I am extremely concerned for the poor unprotected lady. She was so
excessively low and weak on Saturday, that I could not be admitted to her
speech: and to be driven out of her lodgings, when it was fitter for her
to be in bed, is such a piece of cruelty, as he only could be guilty of
who could act as thou hast done by such an angel.

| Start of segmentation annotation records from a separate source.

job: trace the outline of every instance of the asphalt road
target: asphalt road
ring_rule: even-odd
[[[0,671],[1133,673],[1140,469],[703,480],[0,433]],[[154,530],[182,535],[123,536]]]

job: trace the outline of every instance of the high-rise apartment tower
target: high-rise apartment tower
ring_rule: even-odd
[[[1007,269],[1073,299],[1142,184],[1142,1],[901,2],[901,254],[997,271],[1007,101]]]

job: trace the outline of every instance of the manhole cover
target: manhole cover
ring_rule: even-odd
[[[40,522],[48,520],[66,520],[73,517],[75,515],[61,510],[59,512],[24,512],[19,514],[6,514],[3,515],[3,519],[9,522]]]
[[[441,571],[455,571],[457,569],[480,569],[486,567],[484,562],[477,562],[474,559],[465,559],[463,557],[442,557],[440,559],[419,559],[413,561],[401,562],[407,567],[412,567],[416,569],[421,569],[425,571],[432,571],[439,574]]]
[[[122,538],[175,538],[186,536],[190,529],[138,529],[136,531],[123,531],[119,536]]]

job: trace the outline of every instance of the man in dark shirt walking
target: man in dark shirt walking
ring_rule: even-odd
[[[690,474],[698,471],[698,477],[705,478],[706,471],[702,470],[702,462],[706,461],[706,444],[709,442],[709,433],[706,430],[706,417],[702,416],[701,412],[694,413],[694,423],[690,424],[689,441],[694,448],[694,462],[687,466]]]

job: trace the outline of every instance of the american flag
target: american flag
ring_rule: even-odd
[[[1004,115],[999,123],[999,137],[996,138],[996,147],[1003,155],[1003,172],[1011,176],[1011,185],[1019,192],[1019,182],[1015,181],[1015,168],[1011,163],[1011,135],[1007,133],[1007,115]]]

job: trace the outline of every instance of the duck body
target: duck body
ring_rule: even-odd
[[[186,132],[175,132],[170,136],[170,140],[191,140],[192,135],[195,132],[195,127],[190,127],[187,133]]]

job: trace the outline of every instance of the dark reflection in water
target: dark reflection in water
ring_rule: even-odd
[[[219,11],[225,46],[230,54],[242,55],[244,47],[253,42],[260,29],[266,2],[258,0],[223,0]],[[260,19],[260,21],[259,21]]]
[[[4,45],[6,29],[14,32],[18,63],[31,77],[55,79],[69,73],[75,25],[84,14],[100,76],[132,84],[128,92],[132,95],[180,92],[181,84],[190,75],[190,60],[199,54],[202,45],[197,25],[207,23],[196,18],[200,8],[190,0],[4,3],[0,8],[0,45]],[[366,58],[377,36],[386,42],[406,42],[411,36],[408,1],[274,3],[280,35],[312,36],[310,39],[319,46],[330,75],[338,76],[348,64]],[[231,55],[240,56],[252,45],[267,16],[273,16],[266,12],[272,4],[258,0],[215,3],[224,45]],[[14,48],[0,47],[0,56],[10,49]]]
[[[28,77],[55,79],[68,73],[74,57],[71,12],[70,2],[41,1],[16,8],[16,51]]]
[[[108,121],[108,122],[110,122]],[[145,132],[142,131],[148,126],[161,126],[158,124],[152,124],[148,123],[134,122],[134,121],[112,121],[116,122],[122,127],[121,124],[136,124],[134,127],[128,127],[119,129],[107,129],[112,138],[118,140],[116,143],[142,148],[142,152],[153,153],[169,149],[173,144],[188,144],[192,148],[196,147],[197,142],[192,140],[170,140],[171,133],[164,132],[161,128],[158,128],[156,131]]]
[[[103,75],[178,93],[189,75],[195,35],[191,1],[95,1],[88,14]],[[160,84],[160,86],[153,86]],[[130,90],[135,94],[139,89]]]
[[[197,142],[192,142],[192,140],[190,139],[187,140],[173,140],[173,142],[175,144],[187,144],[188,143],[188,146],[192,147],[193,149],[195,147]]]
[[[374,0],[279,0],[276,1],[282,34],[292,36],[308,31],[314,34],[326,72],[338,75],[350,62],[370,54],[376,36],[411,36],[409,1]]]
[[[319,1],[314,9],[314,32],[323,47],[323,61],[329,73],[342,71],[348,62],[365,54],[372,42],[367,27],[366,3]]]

Canst thou thyself say, on reflection, that it has not the look of a
wicked and hardened sportiveness, in thee, for the sake of a wanton
humour only, (since it can answer no end that thou proposest to thyself,
but the direct contrary,) to hunt from place to place a poor lady, who,
like a harmless deer, that has already a barbed shaft in her breast,
seeks only a refuge from thee in the shades of death.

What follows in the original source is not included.